Essays From A Lowbrow Life
Funny, candid, and searchingly self-aware, this collection tells the story of Chelsea Martin’s coming of age as an artist, from childhood and adolescence in a “trashy” isolated California town to her move to Oakland for college. A book about relationships, class, art, sex, money, and family—and about growing up weird, and poor, in the late 1990s and early 2000s.
“The preeminent chronicler of internet-age malaise.” —Lena Dunham
“Martin’s honest writing exists above the confines of fear and social norms . . . Her writing is sweaty, uncomfortable, and enchanting . . . She taps into the consciousness of her past selves with precision and care, respecting the integrity and desires of those younger women. A sure hit for fans of Sara Benincasa’s Agorafabulous! and Lena Dunham’s Not That Kind of Girl.” —Booklist (starred review)

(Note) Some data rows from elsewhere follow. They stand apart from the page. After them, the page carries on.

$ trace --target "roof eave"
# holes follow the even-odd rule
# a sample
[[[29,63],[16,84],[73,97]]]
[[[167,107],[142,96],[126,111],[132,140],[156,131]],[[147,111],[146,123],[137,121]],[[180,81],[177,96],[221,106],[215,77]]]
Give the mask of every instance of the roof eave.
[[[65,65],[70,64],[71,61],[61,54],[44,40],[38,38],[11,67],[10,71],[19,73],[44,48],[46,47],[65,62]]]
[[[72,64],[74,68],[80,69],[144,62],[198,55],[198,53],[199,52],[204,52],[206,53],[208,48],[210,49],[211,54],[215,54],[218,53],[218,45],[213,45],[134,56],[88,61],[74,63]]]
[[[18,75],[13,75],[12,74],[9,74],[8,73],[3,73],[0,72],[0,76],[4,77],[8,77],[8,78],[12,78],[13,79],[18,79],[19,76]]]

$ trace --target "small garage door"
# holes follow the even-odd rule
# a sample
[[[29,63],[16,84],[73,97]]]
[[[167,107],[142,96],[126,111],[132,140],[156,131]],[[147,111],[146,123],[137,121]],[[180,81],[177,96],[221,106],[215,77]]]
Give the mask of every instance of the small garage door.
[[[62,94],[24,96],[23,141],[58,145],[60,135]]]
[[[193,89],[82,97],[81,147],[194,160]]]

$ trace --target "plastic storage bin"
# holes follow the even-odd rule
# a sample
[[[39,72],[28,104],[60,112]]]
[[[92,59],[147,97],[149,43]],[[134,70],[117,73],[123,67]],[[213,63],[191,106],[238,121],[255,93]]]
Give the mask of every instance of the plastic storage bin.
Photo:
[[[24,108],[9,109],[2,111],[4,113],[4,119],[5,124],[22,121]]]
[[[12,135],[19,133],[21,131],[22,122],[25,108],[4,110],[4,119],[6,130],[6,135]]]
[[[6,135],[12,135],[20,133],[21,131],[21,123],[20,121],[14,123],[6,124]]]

Funny, candid, and searchingly self-aware, this essay collection tells the story of Chelsea Martin’s coming of age as an artist. We are with Chelsea as an eleven-year-old atheist, trying to will an alien visitation to her neighborhood; fighting with her stepfather and grappling with a Tourette’s diagnosis as she becomes a teenager; falling under the sway of frenemies and crushes in high school; going into debt to afford what might be a meaningless education at an expensive art college; navigating the messy process of falling in love with a close friend; and struggling for independence from her emotionally manipulative father and from the family and friends in the dead-end California town that has defined her upbringing. This is a book about relationships, class, art, sex, money, and family—and about growing up weird, and poor, in the late 1990s and early 2000s.